Come December, we always look back at the year gone by – introspecting, making resolutions for the coming year, and subconsciously accepting that these promises won’t be followed through. 2020 has been different. We have seen the repercussions of being lax with our concerns about safety. We have had a lot to think about, much of it being intense questions about the global systems, difficult realisations about failures and acknowledgement about the need to change old paradigms. In this issue, we reflect upon hopes and concerns, looking back at 2020 while also looking ahead to 2021.
We look at how the pandemic has changed us: we have been compelled to have certain conversations, and working from home has become the norm. To understand how our everyday struggles may have taught us more about ourselves than we realise, we explore humour as it creates a channel for a personal look at the lockdown.
From the point of view of economics, where exactly does India stand in the world now? Domestically, what challenges does the future hold for India’s business families? Drawing the lens away, what is the history of the minimum support price in the Indian agro-market and what are the two sides that make it contentious now? How then, do we combat misinformation and ‘make the world add up’?
In dreary times, many of us have taken to the online space to find corners of entertainment. In the move towards more diverse and accessible content, we bring Indie film recommendations, the five you must watch. Has our patriotism evolved with our films? What can we learn about the different literary prizes? These are all extremely important questions to take into the next year as we consume an ever-increasing plethora of content. What we must also keep in mind are the impact of social media, and technology on the ethics surrounding journalism.
2020 has also faced us with intense climate change calamities and it has become more important than ever to look at 2021 with hope for genuine action, but is the world up for it?
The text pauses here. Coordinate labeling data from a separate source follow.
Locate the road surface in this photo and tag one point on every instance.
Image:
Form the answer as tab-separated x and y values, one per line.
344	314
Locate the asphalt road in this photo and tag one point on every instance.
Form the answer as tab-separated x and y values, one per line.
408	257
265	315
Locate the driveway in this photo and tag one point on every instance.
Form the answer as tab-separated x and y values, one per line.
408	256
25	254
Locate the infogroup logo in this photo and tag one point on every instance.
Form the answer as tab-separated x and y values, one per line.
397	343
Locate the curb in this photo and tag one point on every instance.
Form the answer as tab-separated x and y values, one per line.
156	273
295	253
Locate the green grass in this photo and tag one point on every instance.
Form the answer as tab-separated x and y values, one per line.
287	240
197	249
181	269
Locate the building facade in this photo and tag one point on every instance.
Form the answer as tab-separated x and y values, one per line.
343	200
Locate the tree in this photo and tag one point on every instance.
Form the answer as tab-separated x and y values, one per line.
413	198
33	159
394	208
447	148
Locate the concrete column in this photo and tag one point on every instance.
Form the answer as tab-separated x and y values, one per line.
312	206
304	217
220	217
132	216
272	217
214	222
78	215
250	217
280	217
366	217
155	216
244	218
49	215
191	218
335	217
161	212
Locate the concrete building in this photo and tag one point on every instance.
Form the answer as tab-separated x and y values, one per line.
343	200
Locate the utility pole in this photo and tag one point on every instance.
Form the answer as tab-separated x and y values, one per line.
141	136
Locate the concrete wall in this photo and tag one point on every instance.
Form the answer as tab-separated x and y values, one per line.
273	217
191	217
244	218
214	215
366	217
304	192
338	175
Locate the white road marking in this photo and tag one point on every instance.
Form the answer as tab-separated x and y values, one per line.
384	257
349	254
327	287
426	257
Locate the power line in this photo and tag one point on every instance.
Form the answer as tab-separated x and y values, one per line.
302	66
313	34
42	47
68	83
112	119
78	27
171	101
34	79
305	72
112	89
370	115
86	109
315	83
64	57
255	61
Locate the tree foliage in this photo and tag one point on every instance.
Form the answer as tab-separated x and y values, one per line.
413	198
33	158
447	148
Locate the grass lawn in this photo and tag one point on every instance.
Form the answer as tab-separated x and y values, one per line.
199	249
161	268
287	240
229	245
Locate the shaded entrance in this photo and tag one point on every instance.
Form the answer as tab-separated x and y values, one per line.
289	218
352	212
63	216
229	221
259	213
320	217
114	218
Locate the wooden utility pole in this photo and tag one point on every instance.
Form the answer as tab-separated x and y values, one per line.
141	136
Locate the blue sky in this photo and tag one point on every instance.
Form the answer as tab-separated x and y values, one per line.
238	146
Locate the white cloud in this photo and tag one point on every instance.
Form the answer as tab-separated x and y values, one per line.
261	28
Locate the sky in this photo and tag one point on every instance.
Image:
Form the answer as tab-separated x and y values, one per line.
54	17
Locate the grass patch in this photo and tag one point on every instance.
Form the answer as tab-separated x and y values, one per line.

Despite the pandemic, we have seen environmental protests sustain, but what does it take for environmental movements to truly work?
Bringing our gaze back to the personal, we look at how masks have been incorporated into fashion, while our daily fashion itself seems to have been metamorphosed by the culture of work-from-home.
2020 has been bizarre and intense. This issue looks at transformation, what can this year tell us about what’s to come? Is it possible for the transition to 2021 to be seamless?